“Image Guided Enterprise” iG series
Near Eye displays
INFORMATION
- PRODUCT SERIES AR VR Near eye display
- PRODUCT NAME White paper
- RELEASE DATE November 2018
- STATUS p2001 concept prototype
- Cathegory Head Mount mpS3D near eye display
From S3D television to S3D VR headsets
A problem known as vergence-accommodation conflict (VAC), which limits the comfortable viewing time and might cause adverse effects – most notably eye fatigue, vision disorders, blurred vision and problems with concentrating on a task, hasn’t been solved. This is highly undesirable for professional usage of stereoscopic display technology, as well as for consumer and entertainment segments which require safe and widely accepted 3D technology (with high user satisfaction rates).
In human visual system, which is binocular, accommodation and eye convergence angle are naturally linked depth cues. When stereoscopic 3D imagery is displayed on a single focal depth-plane, which is the case for most VR/AR display products, eye convergence has the freedom to change, while accommodation is fixed on the only available focus plane (otherwise the image would be out of focus).
Consequently, these depth cues become decoupled, contradicting and causing the VAC and attributed disadvantages. Typical products that realize such an optical architecture are the stereoscopic 3D TV’s and their more recent derivative – single focus plane VR/AR headsets (near-eye displays).

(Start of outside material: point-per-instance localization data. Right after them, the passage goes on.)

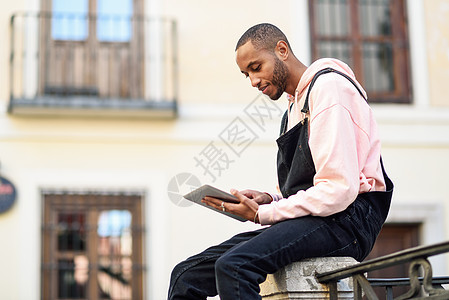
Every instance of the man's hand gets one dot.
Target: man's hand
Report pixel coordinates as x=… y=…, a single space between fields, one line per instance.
x=259 y=197
x=246 y=208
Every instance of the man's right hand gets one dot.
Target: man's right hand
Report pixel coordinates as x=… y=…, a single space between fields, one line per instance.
x=259 y=197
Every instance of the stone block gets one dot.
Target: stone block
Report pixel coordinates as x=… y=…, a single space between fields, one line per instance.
x=297 y=280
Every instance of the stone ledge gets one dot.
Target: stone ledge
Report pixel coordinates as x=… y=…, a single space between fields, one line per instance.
x=297 y=280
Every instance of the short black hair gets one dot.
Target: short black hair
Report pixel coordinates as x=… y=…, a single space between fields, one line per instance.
x=263 y=36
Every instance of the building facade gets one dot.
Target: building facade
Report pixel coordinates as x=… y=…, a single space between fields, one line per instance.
x=111 y=111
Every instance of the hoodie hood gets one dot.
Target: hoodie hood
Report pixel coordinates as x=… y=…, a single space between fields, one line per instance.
x=318 y=65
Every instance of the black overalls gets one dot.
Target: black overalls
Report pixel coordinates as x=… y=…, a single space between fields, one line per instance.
x=295 y=165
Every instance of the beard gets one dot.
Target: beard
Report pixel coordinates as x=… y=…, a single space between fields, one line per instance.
x=279 y=80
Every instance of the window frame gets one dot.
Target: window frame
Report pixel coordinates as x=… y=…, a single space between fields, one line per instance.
x=54 y=202
x=402 y=92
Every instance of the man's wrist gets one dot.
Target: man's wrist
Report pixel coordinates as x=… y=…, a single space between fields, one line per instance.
x=271 y=199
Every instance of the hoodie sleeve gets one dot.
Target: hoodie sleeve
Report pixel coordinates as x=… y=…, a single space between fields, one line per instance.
x=339 y=145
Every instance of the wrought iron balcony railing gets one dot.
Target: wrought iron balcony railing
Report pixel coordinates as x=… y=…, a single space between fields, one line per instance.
x=425 y=287
x=84 y=64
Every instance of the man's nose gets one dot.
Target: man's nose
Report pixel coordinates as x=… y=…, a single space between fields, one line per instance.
x=254 y=80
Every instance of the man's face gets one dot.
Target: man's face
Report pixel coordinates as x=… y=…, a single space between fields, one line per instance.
x=266 y=71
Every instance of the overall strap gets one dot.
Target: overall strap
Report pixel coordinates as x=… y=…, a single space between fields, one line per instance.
x=305 y=109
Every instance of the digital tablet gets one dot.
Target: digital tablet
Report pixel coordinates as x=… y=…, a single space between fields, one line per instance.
x=207 y=190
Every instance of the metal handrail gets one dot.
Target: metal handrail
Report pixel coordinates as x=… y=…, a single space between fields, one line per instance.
x=417 y=256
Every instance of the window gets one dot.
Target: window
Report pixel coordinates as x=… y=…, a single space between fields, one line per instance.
x=371 y=37
x=92 y=246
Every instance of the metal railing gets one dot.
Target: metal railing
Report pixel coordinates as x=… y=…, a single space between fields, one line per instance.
x=97 y=60
x=425 y=287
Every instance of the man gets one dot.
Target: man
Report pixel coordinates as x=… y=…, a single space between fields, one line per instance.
x=335 y=194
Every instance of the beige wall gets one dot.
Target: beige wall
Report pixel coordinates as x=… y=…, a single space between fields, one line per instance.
x=437 y=30
x=208 y=32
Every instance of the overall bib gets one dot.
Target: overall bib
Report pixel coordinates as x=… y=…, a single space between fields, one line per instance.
x=235 y=268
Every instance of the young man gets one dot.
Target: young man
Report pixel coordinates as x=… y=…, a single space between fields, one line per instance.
x=335 y=193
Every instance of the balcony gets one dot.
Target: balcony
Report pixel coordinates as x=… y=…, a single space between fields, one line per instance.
x=89 y=65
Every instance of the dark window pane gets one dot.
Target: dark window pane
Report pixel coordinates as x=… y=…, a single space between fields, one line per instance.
x=72 y=277
x=114 y=253
x=375 y=17
x=332 y=17
x=71 y=232
x=340 y=50
x=378 y=67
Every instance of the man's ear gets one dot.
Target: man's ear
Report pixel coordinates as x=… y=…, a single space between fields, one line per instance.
x=282 y=50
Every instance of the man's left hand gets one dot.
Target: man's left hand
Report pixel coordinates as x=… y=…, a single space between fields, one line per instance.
x=246 y=207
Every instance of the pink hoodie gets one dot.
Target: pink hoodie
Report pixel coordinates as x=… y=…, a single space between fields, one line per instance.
x=344 y=143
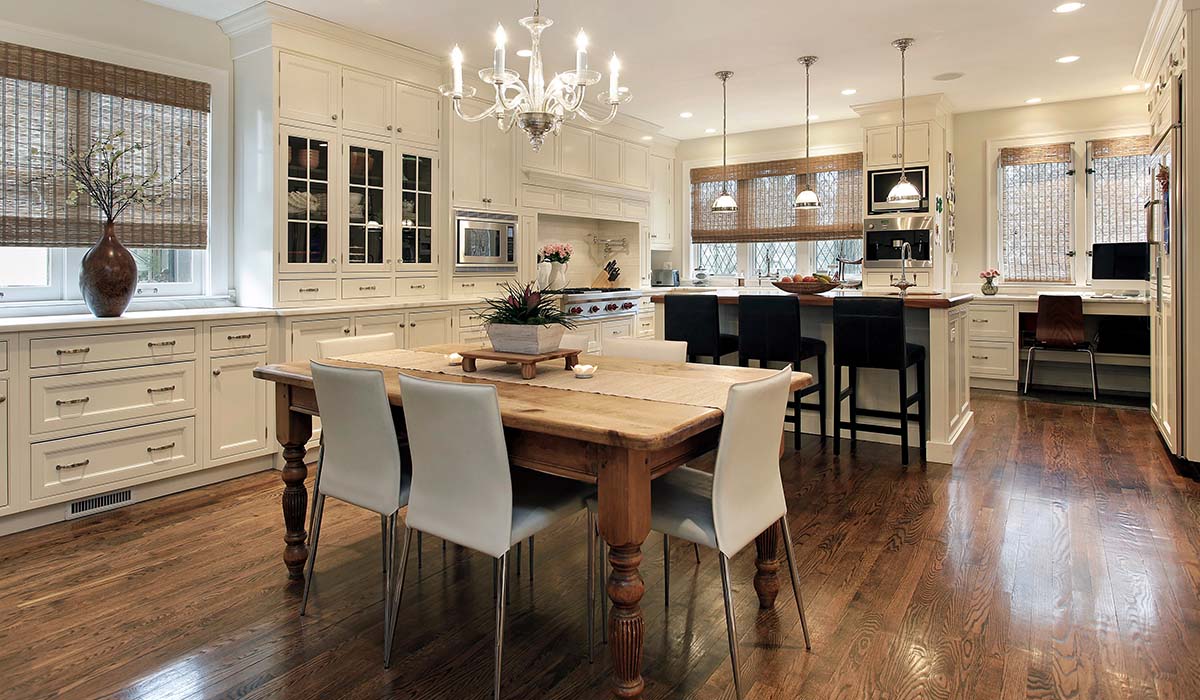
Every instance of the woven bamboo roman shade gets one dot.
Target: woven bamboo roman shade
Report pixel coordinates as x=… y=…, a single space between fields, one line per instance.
x=766 y=192
x=51 y=102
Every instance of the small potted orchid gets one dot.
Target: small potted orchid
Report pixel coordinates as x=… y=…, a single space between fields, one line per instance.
x=552 y=261
x=989 y=277
x=525 y=319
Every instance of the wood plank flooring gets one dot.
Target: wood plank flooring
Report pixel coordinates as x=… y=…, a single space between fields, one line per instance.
x=1059 y=558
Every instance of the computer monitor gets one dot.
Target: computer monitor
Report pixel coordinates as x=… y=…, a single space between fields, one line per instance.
x=1121 y=261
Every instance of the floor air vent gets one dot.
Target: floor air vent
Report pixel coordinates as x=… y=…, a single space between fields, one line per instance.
x=100 y=503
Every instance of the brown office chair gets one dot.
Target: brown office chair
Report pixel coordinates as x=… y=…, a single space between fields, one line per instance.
x=1061 y=328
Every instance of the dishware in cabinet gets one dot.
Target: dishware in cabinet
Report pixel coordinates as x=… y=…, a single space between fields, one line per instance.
x=366 y=225
x=307 y=165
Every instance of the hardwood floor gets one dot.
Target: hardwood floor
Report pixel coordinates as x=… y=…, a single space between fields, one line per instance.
x=1060 y=558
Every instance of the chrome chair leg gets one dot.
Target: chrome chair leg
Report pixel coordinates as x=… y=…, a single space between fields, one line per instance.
x=399 y=596
x=796 y=579
x=318 y=510
x=731 y=626
x=499 y=627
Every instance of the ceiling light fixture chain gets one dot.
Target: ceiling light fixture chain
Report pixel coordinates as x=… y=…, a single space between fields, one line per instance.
x=537 y=107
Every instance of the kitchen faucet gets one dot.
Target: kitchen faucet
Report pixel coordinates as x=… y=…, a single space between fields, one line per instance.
x=903 y=283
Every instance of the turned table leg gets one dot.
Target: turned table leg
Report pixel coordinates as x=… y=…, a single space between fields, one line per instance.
x=293 y=432
x=624 y=501
x=766 y=580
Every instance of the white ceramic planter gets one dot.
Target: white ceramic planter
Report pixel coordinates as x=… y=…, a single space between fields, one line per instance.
x=527 y=340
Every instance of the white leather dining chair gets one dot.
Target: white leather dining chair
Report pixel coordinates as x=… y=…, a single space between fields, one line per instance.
x=655 y=351
x=743 y=496
x=501 y=508
x=360 y=461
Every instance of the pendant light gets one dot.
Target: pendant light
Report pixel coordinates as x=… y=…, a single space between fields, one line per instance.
x=724 y=203
x=904 y=192
x=807 y=198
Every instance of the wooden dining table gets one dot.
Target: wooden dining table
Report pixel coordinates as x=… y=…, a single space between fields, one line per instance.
x=617 y=442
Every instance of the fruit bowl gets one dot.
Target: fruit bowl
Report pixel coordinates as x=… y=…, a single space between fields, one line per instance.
x=805 y=287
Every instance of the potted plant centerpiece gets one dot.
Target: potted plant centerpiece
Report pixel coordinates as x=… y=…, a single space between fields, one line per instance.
x=525 y=319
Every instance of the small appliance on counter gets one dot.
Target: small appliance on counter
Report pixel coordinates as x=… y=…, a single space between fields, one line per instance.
x=665 y=277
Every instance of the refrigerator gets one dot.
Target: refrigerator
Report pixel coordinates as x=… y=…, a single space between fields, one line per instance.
x=1165 y=233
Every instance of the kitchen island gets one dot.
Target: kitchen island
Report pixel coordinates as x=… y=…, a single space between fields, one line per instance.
x=939 y=322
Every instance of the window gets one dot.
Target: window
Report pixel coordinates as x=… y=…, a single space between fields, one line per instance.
x=52 y=103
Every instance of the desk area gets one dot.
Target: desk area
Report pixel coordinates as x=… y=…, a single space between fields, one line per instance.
x=999 y=324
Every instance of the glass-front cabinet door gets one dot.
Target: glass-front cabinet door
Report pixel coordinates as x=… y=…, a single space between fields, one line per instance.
x=309 y=163
x=367 y=166
x=419 y=223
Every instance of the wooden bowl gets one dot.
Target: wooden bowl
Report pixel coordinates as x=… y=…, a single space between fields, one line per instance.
x=805 y=287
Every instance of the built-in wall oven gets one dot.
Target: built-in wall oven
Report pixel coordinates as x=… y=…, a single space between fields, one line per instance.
x=880 y=184
x=485 y=241
x=883 y=241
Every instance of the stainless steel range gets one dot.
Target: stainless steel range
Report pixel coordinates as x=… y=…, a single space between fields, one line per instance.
x=598 y=303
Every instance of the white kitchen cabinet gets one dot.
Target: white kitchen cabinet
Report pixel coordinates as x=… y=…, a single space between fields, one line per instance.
x=661 y=213
x=366 y=102
x=576 y=151
x=309 y=89
x=418 y=114
x=636 y=166
x=238 y=406
x=427 y=328
x=309 y=157
x=395 y=324
x=609 y=151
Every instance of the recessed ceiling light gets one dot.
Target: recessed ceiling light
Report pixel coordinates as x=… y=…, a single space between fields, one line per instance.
x=1069 y=7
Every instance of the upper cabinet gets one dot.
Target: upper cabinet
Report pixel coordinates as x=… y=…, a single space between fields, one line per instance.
x=309 y=89
x=883 y=145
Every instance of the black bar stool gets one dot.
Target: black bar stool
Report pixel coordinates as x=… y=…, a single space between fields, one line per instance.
x=769 y=331
x=695 y=319
x=870 y=334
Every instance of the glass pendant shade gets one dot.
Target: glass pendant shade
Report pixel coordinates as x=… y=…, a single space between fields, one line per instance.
x=725 y=203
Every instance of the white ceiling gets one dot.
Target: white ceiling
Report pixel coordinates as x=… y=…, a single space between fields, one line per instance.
x=670 y=48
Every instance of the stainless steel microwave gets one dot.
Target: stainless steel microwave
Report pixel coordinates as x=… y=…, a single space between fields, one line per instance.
x=485 y=241
x=880 y=183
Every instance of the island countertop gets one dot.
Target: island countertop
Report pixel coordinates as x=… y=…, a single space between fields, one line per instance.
x=915 y=300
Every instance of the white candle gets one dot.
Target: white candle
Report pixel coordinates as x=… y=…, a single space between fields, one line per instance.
x=613 y=81
x=456 y=61
x=498 y=61
x=581 y=52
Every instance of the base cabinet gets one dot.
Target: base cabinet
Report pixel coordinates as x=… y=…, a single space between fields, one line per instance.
x=238 y=411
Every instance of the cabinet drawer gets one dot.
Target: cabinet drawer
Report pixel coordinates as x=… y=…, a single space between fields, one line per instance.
x=237 y=336
x=417 y=287
x=83 y=399
x=991 y=359
x=993 y=321
x=89 y=350
x=535 y=197
x=78 y=464
x=307 y=289
x=366 y=288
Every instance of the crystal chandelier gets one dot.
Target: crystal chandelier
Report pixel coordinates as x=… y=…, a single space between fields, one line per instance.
x=534 y=106
x=808 y=197
x=904 y=192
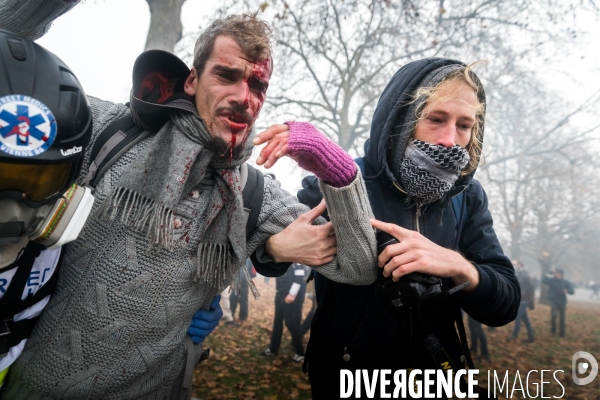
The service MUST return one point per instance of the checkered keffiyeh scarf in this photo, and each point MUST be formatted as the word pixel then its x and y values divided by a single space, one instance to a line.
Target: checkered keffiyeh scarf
pixel 429 171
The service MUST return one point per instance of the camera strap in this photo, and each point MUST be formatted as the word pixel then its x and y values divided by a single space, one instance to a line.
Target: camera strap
pixel 441 359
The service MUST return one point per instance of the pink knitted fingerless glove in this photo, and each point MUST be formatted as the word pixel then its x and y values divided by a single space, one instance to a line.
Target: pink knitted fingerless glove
pixel 316 153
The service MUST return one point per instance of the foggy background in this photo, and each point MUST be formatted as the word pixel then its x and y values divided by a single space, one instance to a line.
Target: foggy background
pixel 333 58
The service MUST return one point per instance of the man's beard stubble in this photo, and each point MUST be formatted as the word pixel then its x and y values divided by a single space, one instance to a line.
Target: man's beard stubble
pixel 223 148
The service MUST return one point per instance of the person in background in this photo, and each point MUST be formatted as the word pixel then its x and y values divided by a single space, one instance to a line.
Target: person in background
pixel 558 288
pixel 291 288
pixel 167 231
pixel 527 301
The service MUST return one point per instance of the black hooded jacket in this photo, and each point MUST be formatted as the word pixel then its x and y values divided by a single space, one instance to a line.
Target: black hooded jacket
pixel 352 328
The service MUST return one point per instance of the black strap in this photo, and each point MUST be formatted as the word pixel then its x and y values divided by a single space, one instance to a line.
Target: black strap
pixel 252 196
pixel 118 137
pixel 10 303
pixel 463 339
pixel 19 330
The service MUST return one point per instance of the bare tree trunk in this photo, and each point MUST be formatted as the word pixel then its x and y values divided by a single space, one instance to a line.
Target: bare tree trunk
pixel 165 24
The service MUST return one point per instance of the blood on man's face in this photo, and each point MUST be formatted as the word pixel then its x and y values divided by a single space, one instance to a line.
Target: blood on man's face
pixel 230 92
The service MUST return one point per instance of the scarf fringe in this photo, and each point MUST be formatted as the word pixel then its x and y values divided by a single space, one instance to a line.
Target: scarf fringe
pixel 141 213
pixel 215 265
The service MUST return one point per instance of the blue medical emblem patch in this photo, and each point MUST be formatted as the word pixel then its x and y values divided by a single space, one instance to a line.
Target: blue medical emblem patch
pixel 27 126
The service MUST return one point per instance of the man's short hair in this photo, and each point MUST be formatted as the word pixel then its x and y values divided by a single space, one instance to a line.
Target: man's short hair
pixel 250 33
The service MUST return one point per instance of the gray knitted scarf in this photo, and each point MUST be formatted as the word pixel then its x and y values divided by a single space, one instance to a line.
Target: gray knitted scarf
pixel 429 171
pixel 167 170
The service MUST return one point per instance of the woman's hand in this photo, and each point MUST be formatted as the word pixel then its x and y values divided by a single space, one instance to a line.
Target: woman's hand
pixel 416 253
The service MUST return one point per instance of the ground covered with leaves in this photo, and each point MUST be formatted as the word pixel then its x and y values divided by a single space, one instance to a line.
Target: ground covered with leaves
pixel 236 371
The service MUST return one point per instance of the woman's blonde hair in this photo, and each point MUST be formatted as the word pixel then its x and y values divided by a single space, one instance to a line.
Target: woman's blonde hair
pixel 463 75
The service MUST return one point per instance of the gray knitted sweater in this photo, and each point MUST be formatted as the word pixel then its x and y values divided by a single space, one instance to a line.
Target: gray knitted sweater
pixel 116 325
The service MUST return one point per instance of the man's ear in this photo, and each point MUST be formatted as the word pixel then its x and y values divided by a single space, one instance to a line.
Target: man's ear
pixel 189 87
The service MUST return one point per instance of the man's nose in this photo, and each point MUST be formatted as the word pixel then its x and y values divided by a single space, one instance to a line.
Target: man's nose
pixel 447 137
pixel 240 94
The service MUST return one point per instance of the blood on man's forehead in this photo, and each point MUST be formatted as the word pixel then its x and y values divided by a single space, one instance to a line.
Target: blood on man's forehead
pixel 262 69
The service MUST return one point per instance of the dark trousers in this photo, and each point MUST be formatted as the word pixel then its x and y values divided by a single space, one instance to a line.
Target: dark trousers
pixel 558 311
pixel 478 336
pixel 291 314
pixel 241 299
pixel 522 316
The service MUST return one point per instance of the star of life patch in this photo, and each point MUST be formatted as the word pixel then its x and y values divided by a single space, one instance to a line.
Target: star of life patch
pixel 27 126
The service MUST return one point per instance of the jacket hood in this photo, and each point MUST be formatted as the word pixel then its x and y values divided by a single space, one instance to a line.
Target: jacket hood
pixel 392 114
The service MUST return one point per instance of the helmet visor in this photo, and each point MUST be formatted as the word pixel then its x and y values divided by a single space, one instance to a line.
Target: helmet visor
pixel 38 182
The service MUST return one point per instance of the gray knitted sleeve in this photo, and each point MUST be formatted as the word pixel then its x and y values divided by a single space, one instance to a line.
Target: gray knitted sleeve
pixel 349 211
pixel 32 18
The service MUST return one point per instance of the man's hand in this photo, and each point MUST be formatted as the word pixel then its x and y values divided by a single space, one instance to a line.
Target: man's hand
pixel 289 299
pixel 204 322
pixel 304 243
pixel 416 253
pixel 277 137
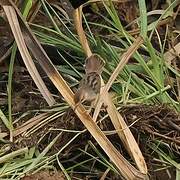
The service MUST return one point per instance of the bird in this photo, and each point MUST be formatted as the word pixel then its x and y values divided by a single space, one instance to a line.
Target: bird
pixel 90 85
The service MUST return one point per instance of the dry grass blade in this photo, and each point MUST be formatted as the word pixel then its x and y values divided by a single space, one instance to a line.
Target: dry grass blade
pixel 124 59
pixel 125 135
pixel 126 169
pixel 14 24
pixel 29 124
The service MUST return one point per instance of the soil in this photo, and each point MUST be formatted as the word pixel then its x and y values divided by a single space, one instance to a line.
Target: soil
pixel 147 122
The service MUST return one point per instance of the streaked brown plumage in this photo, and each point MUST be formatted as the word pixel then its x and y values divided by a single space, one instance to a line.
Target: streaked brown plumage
pixel 90 85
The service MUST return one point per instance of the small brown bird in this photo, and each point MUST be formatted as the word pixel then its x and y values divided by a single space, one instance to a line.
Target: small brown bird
pixel 90 85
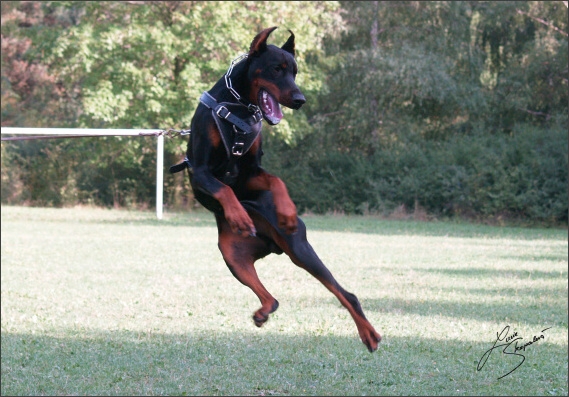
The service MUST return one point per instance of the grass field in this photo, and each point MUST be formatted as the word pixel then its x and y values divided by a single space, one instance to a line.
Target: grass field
pixel 118 303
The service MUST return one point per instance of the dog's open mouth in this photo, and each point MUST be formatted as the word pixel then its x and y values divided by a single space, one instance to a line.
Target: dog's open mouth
pixel 270 107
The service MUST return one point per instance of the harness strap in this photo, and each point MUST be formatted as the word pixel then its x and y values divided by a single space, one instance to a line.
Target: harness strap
pixel 222 112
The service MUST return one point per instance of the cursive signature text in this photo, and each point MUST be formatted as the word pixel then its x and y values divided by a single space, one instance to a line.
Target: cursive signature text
pixel 504 336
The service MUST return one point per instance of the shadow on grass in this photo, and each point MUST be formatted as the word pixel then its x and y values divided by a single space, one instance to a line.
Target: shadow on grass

Optical principles of multi plane Stereoscopic 3D (mpS3D) concept
Multi plane Stereoscopic 3D (mpS3D) display concept from the scientific point of view has been previously investigated from different aspects, using theoretical approach and model-systems in a laboratory environment. Experimentations have been performed with a moving (sweeping) displays, variable focus lenses, electrically controllable optical path extenders, focal surface generation and others.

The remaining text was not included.